Жизнь моя замкнулась в обмете придавленной сугробами ограды с закутками и навесами да в двух половинках избы. Там, во дворе, в хлопотах со скотиной, дома – в общениях с матушкой и дедом. Лишь один Паша Марфин знал о том, что случилось в райцентре, и помалкивал, то пытаясь затянуть меня на вечерки, особенно загульные в январские праздники, то сманивал охотой на зайцев, предлагая себя в загонщики. Но ни на вечерки, ни на охоту меня было не раскачать – тот глубокий стыд, ожег позора, пусть несправедливого, крепко заякорил меня в родном гнездышке. И до конца Святок – времени тайных посиделок, горячечных игр, запретных гаданий, самого что ни на есть жаркого зимнего веселья, поднимающего душу к каким-то иным, отличных от других праздников, высотам мнимого счастья, проторчал я дома, стараясь не вспоминать ни захватывающую дух толчею ряженых девчат с парнями, ни катанья с горок, ни темных комнат с ворожбой. И особенно отрадно валялось на теплой печке, когда в окна хлестала непроглядная метель, а в избе было сухо, тепло и тихо до озноба.
Но шила в мешке не утаить – уж как прилетело известие о моем исключении из школы через леса и снега, можно было лишь предполагать: или почтальонша Дуся Новакова что пронюхала, мотаясь по магазинам в Иконникове, и растрезвонила, или наш сельский председатель, он же партийный большак – Погонец Илья Лаврентьевич, прозванный Хрипатым за скрипучий голос, постоянно державший телефонную связь с райцентровскими властями, услышал те отголоски. Так или иначе, а все хмарь мне в душу, в гнет мыслей, в опалу совести. Засупонился я в унынии, подвял духом, потерял радость бытия, и мудрый мой дед, поняв мое состояние, затеял разговор о сущности жизни, подытоживая который, сказал:
– Запомни, внук, навсегда: как бы и что бы не было – живи и радуйся, что живешь, радуйся жизни, и все выправится.

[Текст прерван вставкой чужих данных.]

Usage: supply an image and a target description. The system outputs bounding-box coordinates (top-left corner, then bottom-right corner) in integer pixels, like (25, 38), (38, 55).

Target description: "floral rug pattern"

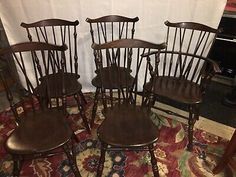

(0, 95), (236, 177)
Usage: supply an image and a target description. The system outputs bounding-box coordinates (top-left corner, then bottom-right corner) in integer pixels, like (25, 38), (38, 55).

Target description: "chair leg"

(63, 141), (81, 177)
(97, 143), (107, 177)
(75, 95), (91, 134)
(79, 90), (87, 104)
(212, 130), (236, 174)
(90, 88), (100, 128)
(72, 130), (79, 143)
(13, 155), (22, 177)
(187, 105), (199, 151)
(148, 144), (159, 177)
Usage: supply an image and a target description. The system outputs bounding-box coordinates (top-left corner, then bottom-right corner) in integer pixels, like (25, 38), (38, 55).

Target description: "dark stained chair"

(86, 15), (139, 127)
(212, 130), (236, 174)
(144, 21), (220, 151)
(0, 42), (81, 177)
(92, 39), (165, 177)
(21, 19), (90, 133)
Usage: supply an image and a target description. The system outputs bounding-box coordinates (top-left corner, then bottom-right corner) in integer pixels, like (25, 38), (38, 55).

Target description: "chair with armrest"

(143, 21), (220, 150)
(21, 19), (90, 132)
(92, 39), (165, 177)
(86, 15), (139, 127)
(0, 42), (81, 176)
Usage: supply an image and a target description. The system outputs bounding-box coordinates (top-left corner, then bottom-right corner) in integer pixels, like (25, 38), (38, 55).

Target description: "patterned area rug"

(0, 95), (236, 177)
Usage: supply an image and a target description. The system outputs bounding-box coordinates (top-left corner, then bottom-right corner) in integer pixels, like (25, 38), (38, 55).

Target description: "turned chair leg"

(63, 141), (81, 177)
(187, 106), (194, 151)
(75, 95), (91, 134)
(187, 104), (199, 151)
(212, 130), (236, 174)
(13, 155), (23, 177)
(79, 91), (87, 104)
(90, 88), (100, 128)
(97, 143), (107, 177)
(148, 144), (159, 177)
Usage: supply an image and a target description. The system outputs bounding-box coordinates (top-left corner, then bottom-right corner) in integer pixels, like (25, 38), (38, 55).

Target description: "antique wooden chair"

(0, 42), (81, 176)
(92, 39), (165, 176)
(21, 19), (90, 133)
(86, 15), (139, 127)
(144, 21), (220, 150)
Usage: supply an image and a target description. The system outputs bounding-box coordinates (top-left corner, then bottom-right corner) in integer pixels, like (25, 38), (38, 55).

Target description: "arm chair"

(143, 21), (220, 151)
(21, 19), (90, 133)
(0, 42), (81, 177)
(86, 15), (139, 127)
(92, 39), (165, 177)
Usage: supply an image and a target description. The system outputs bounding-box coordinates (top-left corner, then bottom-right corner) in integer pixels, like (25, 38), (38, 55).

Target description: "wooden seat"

(143, 21), (220, 151)
(86, 15), (139, 127)
(6, 110), (72, 154)
(92, 39), (165, 177)
(21, 19), (90, 133)
(0, 42), (81, 177)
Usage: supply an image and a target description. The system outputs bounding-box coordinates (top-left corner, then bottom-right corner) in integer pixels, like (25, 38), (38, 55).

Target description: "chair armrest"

(141, 42), (167, 57)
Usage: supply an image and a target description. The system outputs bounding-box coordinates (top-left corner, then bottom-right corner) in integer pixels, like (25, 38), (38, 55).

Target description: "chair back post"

(21, 19), (79, 77)
(0, 65), (20, 125)
(86, 15), (139, 73)
(0, 42), (67, 110)
(159, 21), (220, 84)
(92, 39), (165, 106)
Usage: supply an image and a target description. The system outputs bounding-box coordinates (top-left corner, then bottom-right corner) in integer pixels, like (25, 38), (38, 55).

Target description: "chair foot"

(63, 141), (81, 177)
(75, 95), (91, 134)
(12, 155), (22, 177)
(148, 145), (159, 177)
(90, 88), (100, 128)
(72, 132), (79, 143)
(79, 91), (88, 104)
(97, 143), (107, 177)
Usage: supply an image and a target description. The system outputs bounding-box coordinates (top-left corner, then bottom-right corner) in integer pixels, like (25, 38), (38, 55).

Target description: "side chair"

(86, 15), (139, 127)
(143, 21), (220, 151)
(0, 42), (81, 177)
(21, 19), (90, 133)
(92, 39), (166, 177)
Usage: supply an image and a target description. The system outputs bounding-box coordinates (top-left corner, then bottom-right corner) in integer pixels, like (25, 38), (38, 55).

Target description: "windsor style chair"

(0, 42), (81, 177)
(143, 21), (220, 150)
(92, 39), (165, 177)
(86, 15), (139, 127)
(21, 19), (90, 133)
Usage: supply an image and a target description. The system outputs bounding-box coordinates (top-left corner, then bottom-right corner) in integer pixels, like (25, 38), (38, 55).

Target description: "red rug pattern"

(0, 95), (236, 177)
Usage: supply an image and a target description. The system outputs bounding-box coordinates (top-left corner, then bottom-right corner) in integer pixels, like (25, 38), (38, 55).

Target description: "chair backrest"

(0, 42), (67, 124)
(21, 19), (79, 75)
(92, 39), (166, 105)
(86, 15), (139, 44)
(158, 21), (219, 83)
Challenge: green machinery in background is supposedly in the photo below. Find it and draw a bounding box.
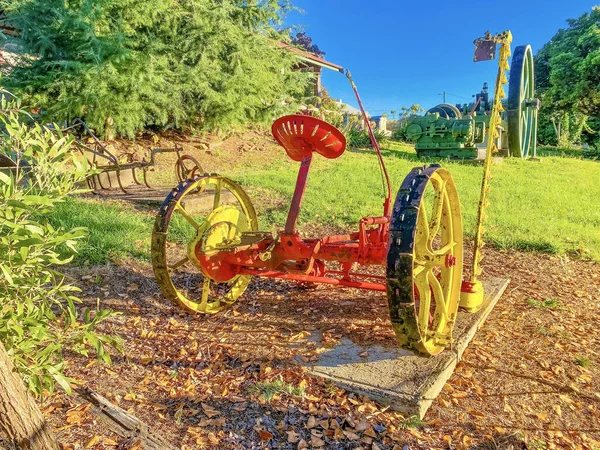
[405,39,540,159]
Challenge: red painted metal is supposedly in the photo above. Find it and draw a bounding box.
[240,267,386,292]
[271,114,346,161]
[195,115,390,291]
[346,70,392,217]
[285,152,312,234]
[460,280,476,294]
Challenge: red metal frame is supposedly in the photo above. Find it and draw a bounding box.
[195,115,390,291]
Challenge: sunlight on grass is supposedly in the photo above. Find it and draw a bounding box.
[51,144,600,263]
[248,380,306,402]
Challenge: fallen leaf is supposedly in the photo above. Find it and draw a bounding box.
[310,434,325,447]
[344,430,360,441]
[84,435,101,448]
[201,403,221,419]
[287,430,300,444]
[208,432,219,445]
[258,430,273,441]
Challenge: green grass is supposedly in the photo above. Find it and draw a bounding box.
[49,198,154,264]
[248,380,306,402]
[232,144,600,259]
[398,416,423,430]
[51,144,600,263]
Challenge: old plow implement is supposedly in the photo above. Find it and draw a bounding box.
[63,119,204,194]
[0,119,204,194]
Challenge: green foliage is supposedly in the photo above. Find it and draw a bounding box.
[248,380,306,402]
[0,96,119,395]
[535,7,600,147]
[527,298,562,309]
[398,416,423,430]
[0,0,312,136]
[51,141,600,263]
[308,89,344,128]
[342,126,387,148]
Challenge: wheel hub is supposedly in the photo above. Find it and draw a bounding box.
[188,205,250,283]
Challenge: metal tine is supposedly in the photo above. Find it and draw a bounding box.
[116,169,129,194]
[131,167,142,186]
[142,167,154,189]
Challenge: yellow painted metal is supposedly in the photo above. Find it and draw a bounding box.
[152,175,258,313]
[413,168,463,355]
[461,31,512,312]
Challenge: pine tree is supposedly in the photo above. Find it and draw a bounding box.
[0,0,310,136]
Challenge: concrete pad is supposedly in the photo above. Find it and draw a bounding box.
[309,278,509,419]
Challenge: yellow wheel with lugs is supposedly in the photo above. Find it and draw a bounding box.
[387,165,463,355]
[152,175,258,313]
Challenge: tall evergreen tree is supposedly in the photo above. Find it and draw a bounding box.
[535,6,600,147]
[0,0,310,136]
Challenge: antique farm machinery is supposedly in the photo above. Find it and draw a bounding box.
[406,33,540,159]
[152,32,511,355]
[0,116,204,194]
[67,119,204,194]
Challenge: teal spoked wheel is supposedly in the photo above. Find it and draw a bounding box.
[506,45,540,159]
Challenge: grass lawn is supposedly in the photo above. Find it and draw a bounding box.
[52,144,600,263]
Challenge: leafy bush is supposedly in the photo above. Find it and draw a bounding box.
[0,96,119,395]
[0,0,313,137]
[342,121,387,148]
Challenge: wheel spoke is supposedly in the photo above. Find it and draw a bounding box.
[415,271,431,336]
[169,256,190,270]
[414,202,431,260]
[428,274,448,333]
[429,181,446,244]
[213,180,221,209]
[175,202,200,231]
[199,277,210,310]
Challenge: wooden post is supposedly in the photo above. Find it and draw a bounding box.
[0,342,59,450]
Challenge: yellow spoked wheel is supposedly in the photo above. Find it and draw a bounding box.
[152,175,258,313]
[387,165,463,355]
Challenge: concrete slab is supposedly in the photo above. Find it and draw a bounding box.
[309,278,509,419]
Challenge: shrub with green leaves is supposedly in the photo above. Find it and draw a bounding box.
[0,96,120,395]
[0,0,313,137]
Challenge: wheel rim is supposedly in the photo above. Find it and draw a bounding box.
[175,155,204,183]
[507,45,537,158]
[388,166,463,355]
[152,175,258,313]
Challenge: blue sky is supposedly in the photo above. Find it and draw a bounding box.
[287,0,600,115]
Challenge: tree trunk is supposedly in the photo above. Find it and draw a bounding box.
[0,342,58,450]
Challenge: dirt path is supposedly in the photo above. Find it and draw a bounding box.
[46,250,600,450]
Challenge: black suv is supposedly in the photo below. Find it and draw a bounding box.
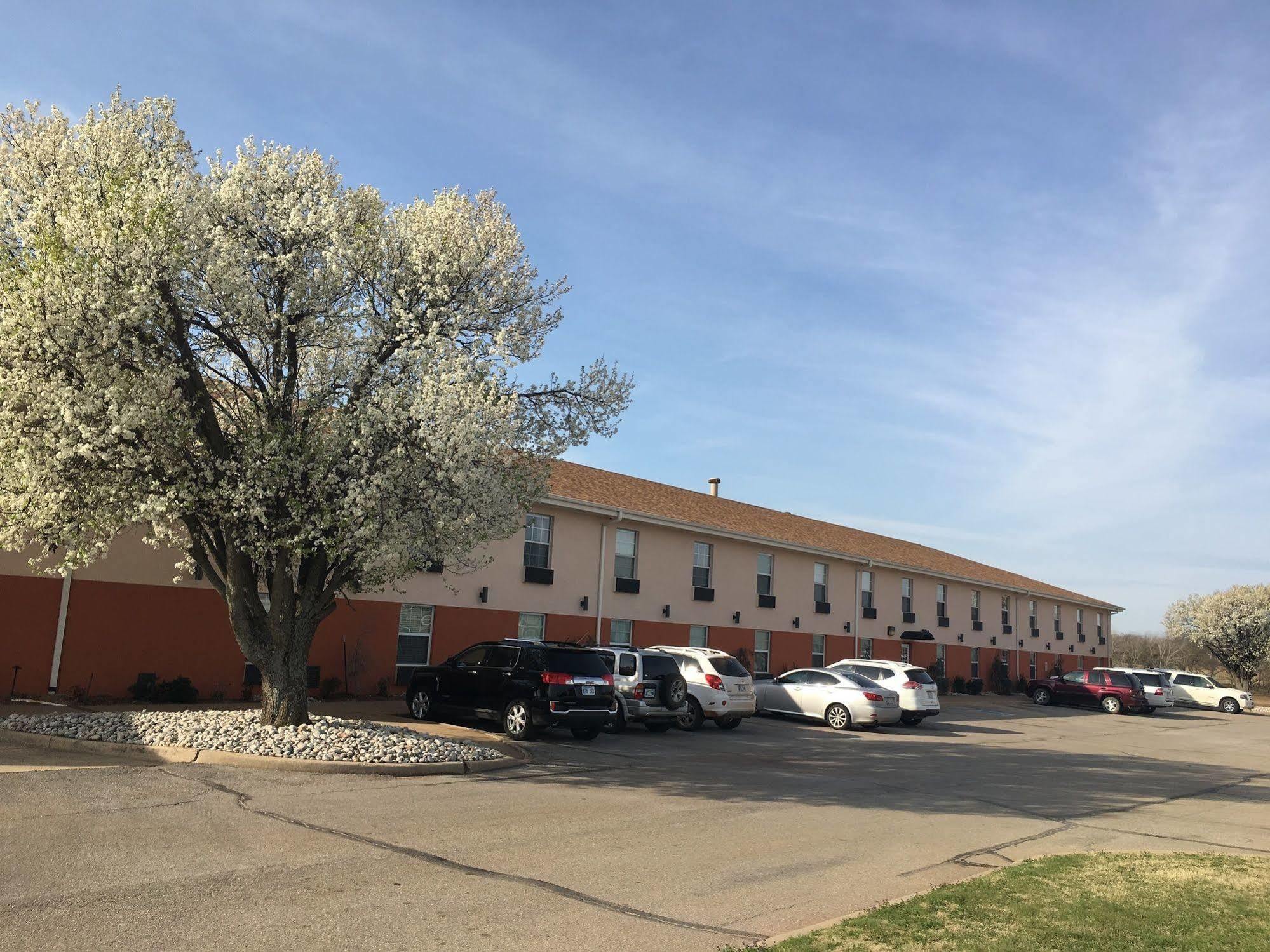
[405,638,615,740]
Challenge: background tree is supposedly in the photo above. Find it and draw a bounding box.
[0,94,632,725]
[1165,585,1270,690]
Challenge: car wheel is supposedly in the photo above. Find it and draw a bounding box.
[503,698,537,740]
[661,674,688,711]
[605,698,626,734]
[824,704,851,731]
[409,688,432,721]
[674,694,706,731]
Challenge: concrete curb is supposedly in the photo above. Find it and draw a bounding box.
[0,728,530,777]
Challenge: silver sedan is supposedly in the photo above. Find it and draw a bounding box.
[754,667,900,731]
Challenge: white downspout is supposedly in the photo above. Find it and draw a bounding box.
[596,509,623,645]
[48,571,75,694]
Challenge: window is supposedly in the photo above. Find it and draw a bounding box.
[396,605,432,684]
[516,612,548,641]
[692,542,713,589]
[525,513,551,568]
[614,529,638,579]
[609,618,635,645]
[754,631,772,674]
[755,552,776,595]
[811,562,829,601]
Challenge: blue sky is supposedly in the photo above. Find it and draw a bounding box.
[0,1,1270,631]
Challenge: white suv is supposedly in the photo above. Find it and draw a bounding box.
[1154,667,1252,713]
[1106,667,1173,713]
[829,657,940,727]
[654,645,754,731]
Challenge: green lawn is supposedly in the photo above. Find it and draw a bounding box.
[741,853,1270,952]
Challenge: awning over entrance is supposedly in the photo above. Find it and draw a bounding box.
[899,628,935,641]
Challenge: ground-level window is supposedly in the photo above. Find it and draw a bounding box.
[609,618,635,645]
[754,631,772,674]
[516,612,548,641]
[393,605,432,689]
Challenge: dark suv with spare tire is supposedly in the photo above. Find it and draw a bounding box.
[407,638,615,740]
[595,645,688,734]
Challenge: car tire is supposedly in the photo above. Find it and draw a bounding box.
[674,694,706,731]
[658,674,688,711]
[407,688,433,721]
[503,698,539,740]
[824,704,851,731]
[605,697,628,734]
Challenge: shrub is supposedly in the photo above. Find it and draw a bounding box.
[152,676,198,704]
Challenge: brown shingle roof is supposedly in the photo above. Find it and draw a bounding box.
[550,461,1119,610]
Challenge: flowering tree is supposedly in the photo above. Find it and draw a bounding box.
[0,94,632,725]
[1165,585,1270,689]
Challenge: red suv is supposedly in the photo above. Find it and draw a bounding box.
[1027,667,1149,713]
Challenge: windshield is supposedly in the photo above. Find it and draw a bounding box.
[710,656,749,678]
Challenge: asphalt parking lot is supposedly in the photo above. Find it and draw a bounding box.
[0,698,1270,949]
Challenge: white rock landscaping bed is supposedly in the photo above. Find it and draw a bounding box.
[0,711,502,764]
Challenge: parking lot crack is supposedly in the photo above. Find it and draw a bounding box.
[161,770,766,942]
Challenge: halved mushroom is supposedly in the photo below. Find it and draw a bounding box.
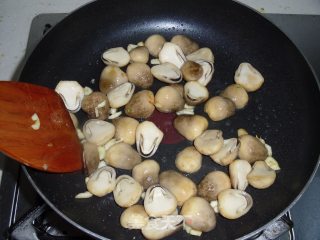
[120,204,149,229]
[159,170,197,206]
[55,81,84,113]
[204,96,236,121]
[102,47,130,67]
[151,63,182,83]
[125,90,155,118]
[99,66,128,94]
[175,146,202,173]
[132,159,160,189]
[141,215,184,240]
[81,92,110,120]
[181,60,203,81]
[159,42,186,69]
[112,117,139,145]
[86,166,116,197]
[113,175,143,207]
[218,189,253,219]
[198,171,231,202]
[229,159,251,191]
[234,63,264,92]
[170,35,199,55]
[239,134,268,163]
[83,119,115,146]
[187,47,214,63]
[104,142,141,170]
[193,130,223,155]
[180,197,216,232]
[210,138,239,166]
[127,62,153,89]
[247,161,277,189]
[144,185,177,217]
[83,142,100,175]
[173,115,209,141]
[129,46,149,63]
[136,121,163,157]
[196,60,214,86]
[184,81,209,106]
[107,82,135,108]
[220,84,249,109]
[144,34,166,57]
[154,86,184,113]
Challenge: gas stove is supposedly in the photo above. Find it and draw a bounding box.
[0,13,320,240]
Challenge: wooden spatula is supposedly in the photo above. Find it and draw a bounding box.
[0,81,83,173]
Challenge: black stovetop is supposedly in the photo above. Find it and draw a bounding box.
[0,14,320,240]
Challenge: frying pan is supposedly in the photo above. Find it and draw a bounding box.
[20,0,320,240]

Понял я его, да не так просто выправить то, что «согнулось».
* * *
А в самый разгар Масленки – тоже оттуда, из далей времен принесенную в зажульканную лозунгами и призывными речами беспросветную глушь, выжигаемую этой самой агиткой, но несгораемую, заявился к нам Игнат Разуваев – сам колхозный глава, и сразу ко мне:
– Помоги завтра силос отбивать. Мужики не успевают. Скотина в недоеде…
Дед выкраивал из толстого лозняка вязки для саней, вскинул голову:
– Так он еще не дорос до мужика – ломом-то работать.
– Ничего, втянется. Раз в школу не ходит – значит наш, колхозный работник. На печи лежать не позволим…
Матушки дома не было – она веяла зерно на колхозном току, и дед один попытался отделаться от председателя. Я молчал, стараясь не ввязываться в разговор взрослых, – уж так меня воспитали.
– Не пущу я его! – Дед даже вязок хряснул в сердцах.
– А ты что, против советской власти?! – Разуваев нахмурился. Был он высок, грузен, цыганист лицом, не изранен, не изработан.
Дед как-то сразу согнулся над разопревшими в печке ивняками.
– Причем тут власть? – уже без крепости и напора в голосе произнес он.
– А притом, что я от сельского получил указку привлечь к работе всех подростков, которые бездельничают. – Разуваев похлопывал по новеньким буркам коротким кнутовищем. – Давай завтра с утра на базы. – Он мотнул тяжелой головой, обращаясь уже ко мне. – Там Полунина найдешь – он за старшего фуражира…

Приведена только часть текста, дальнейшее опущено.